J’ai fait l’exercice il y a vingt ans, à Verbanne, dans un magasin de luxe. Une clientèle fortunée achetait des objets coûteux. L’emballage devient alors un métier d’art. Pratiquer sans soin la pose du papier serait un signe de mépris. Les clients ont payé, le tiroir-caisse est rentré et ce service gratuit qui clôt la transaction, l’emballage, a valeur de symbole. Le client en a‑t-il pour son argent? Lui seul est juge. Seulement voilà, la pratique de l’emballage cadeau exige une technique. Plus que cela, un talent de spontanéité proprement architectural. Lorsque le client pousse sur le comptoir une boîte de chocolats, tout va bien. Lorsqu’il y ajoute un briquet et un stylo, que faire?
Je lève les yeux:
- Séparé?
Le client explique que le destinataire est le même.
Dès lors commence un compte à rebours. Il s’agit de trouver la meilleure configuration avant même de prendre les objets en main car de celle-ci dépend la longueur du papier que l’on prélèvera sur le rouleau. Ensuite on dispose l’objet le plus rassurant en partie basse. Ici, la boîte de chocolats. A noter que celle-ci doit être déposée à l’envers pour que le destinataire du cadeau puisse la découvrir à l’endroit lorsqu’il déchirera la papier. Et c’est là que le cauchemar commence: théoriquement, il faudrait disposer sur le papier les deux objets plus petits l’un contre l’autre puis la boîte de chocolats par-dessus. De plus, dans ce moment, le client qui jouit consciemment de sa puissance (il a payé et chacun de vos gestes lui est dû) ne quitte pas votre activité du regard.
Fort de ces quelques souvenirs, je prends donc mon tour dans la file qui mène à la table où travaillent les deux dames de l’emballage. L’homme qui me précède tient sous le bras un ours en peluche de grande taille, la cliente dont c’est le tour dépose sur la table une théière. Une punition cette théière! Pourtant les employées demeurent impassible. Elles saisissent ce qu’on leur apporte, et calmement, le font disparaître sous une couche de papier. Qu’elles aient résolu le problème de l’emballage me paraît étonnant. je cherche le secret. Il y en a un puisque, de fait, telles que je les vois, elles ne craignent rien, ne s’affolent pas, ne suent pas. Ajoutons que leurs emballages sont parfaits.
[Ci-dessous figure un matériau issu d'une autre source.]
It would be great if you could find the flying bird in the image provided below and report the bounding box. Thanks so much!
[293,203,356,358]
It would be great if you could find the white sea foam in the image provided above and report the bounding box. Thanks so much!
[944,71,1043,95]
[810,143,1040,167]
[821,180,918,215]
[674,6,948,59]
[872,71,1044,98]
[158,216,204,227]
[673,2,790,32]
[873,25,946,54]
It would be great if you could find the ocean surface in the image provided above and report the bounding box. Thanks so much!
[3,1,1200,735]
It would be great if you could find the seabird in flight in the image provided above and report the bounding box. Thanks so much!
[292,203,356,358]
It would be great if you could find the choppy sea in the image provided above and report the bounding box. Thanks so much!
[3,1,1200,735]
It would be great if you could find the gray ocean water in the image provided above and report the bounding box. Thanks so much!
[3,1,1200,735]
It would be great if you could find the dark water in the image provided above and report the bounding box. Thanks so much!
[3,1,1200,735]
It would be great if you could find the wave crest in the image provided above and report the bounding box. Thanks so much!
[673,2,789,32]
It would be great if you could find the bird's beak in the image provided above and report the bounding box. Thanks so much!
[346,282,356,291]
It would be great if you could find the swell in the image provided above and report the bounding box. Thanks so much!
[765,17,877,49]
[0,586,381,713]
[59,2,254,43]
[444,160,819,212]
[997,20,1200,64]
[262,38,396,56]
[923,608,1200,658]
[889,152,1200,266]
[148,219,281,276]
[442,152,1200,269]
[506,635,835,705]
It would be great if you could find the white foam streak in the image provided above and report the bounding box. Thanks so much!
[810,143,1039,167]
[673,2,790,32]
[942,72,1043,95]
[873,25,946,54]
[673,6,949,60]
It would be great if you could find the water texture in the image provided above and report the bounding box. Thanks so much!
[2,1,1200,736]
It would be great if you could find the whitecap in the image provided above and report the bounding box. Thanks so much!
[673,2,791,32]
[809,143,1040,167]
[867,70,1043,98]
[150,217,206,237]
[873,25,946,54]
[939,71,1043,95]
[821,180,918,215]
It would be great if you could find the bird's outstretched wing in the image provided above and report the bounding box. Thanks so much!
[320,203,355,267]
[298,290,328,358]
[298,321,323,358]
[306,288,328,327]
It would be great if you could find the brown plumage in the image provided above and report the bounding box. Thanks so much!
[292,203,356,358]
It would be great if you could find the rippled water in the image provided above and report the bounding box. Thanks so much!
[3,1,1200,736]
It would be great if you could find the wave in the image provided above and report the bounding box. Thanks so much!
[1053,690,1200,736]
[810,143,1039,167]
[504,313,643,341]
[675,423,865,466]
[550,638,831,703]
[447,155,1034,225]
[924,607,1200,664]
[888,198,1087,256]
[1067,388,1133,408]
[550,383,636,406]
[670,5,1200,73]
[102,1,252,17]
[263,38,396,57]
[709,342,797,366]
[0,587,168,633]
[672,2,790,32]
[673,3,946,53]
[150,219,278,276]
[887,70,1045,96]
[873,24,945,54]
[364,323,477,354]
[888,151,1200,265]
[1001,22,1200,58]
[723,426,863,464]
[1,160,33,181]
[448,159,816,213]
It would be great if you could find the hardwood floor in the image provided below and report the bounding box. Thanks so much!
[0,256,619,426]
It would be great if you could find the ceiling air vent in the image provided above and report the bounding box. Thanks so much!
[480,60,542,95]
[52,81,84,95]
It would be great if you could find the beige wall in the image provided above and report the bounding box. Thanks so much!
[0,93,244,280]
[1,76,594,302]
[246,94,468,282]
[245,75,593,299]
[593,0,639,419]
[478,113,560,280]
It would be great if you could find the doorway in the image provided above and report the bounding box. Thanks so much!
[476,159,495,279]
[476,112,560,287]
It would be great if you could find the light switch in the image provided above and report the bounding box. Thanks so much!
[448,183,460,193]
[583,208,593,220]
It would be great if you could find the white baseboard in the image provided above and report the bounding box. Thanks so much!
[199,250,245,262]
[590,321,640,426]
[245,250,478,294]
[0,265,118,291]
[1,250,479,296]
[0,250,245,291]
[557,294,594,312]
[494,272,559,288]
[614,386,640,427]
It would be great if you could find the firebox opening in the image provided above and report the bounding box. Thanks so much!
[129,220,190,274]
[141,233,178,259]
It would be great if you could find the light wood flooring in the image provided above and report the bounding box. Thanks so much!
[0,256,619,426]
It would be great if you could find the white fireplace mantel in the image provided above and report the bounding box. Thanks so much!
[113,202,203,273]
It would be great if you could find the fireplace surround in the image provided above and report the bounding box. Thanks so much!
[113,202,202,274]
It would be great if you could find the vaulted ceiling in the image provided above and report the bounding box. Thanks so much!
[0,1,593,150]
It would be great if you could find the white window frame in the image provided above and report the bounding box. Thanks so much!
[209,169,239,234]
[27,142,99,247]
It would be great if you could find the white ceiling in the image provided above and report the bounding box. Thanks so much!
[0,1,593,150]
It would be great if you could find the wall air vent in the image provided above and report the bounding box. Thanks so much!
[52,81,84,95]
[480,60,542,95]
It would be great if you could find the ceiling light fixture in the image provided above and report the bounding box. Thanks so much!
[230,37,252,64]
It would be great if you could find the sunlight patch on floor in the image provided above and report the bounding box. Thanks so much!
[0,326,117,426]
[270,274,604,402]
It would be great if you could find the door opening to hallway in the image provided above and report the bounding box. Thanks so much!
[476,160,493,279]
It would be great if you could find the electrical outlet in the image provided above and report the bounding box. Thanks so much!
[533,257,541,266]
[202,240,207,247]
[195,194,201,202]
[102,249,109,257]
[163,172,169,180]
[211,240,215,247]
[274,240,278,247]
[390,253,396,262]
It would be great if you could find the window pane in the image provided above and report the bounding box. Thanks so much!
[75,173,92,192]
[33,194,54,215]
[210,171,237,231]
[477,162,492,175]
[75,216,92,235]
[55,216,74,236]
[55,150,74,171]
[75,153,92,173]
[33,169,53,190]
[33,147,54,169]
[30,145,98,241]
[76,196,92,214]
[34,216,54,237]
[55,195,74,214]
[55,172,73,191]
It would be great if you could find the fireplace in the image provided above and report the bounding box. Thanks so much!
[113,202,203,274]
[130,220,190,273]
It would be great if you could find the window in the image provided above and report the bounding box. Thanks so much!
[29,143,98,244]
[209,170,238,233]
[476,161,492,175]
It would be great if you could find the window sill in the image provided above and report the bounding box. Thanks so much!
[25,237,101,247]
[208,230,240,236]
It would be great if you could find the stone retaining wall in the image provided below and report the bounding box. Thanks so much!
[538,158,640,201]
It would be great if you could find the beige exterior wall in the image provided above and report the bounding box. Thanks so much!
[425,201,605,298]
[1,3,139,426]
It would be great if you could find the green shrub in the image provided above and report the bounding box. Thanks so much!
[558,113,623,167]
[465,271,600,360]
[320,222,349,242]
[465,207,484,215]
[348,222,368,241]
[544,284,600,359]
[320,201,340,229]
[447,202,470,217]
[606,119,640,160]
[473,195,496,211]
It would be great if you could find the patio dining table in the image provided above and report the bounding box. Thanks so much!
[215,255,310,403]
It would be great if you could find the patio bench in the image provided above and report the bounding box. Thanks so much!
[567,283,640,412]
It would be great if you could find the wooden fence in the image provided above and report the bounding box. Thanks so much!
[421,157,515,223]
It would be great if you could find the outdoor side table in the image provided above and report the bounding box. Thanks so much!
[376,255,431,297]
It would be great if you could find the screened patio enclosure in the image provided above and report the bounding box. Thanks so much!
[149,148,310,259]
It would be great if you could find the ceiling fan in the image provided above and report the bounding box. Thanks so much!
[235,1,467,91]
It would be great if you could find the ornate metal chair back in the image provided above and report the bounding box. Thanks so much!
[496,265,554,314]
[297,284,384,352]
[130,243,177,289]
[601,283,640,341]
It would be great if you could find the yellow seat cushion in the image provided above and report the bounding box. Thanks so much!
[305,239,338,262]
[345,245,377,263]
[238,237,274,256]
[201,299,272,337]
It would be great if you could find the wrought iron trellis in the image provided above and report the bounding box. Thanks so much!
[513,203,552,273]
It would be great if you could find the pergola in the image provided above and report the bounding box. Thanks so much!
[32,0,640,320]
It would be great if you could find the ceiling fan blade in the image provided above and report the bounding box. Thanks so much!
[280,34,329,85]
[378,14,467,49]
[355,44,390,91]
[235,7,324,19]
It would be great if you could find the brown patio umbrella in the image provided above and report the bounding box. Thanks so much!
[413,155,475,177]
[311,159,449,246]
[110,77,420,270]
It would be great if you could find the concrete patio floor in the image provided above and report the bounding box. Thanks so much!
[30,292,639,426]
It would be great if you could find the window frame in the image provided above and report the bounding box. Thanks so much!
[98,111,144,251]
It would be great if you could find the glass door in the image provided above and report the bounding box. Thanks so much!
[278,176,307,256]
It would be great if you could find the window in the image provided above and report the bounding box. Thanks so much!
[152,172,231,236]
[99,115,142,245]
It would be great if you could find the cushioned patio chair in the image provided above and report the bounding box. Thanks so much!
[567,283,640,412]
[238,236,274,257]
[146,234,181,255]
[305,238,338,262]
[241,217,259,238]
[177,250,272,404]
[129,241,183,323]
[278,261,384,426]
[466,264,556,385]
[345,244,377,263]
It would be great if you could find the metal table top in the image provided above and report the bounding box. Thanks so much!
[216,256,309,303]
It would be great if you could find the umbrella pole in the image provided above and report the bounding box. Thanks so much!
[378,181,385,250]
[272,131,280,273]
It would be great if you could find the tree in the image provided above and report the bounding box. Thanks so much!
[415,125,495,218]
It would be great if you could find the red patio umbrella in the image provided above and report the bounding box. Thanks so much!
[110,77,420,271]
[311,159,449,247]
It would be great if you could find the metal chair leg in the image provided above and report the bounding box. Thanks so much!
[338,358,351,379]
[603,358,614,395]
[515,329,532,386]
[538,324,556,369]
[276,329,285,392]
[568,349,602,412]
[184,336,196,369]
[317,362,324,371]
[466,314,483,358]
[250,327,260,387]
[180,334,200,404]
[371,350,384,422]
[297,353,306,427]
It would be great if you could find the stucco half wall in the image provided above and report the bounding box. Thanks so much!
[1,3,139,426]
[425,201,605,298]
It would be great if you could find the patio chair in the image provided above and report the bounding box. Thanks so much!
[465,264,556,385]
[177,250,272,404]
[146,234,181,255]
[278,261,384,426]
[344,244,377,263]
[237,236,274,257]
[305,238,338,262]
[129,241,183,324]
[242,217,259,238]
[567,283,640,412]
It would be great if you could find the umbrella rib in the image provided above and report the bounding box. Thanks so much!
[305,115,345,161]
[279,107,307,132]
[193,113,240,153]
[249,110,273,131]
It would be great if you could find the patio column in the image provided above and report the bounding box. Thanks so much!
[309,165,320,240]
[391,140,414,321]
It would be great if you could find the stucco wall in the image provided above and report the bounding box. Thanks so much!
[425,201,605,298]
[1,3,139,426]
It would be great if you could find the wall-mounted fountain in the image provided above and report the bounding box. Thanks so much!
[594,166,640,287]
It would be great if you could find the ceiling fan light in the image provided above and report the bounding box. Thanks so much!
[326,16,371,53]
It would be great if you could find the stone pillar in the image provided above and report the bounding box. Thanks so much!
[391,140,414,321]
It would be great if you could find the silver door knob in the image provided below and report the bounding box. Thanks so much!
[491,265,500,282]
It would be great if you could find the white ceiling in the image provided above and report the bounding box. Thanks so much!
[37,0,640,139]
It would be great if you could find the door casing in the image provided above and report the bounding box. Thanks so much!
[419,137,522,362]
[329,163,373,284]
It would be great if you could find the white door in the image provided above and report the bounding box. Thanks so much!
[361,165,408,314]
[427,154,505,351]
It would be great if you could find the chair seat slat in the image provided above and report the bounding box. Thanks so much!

Lorsqu’au bout de dix minutes d’attente, je décide d’abandonner mon tour, je comprends: elles prennent leur temps. Chaque objet est considéré comme un défi et elles résolvent les difficultés avec méthode. Mais cette solution ne m’aurait été d’aucune aide. Si elles peuvent agir ainsi, c’est parce qu’elles ne relèvent d’aucune boutique. Les client ont payé et se sont acheminés. Ici, à cette table, ce qui leur est fourni est un service gratuit: protester serait donc mal venu.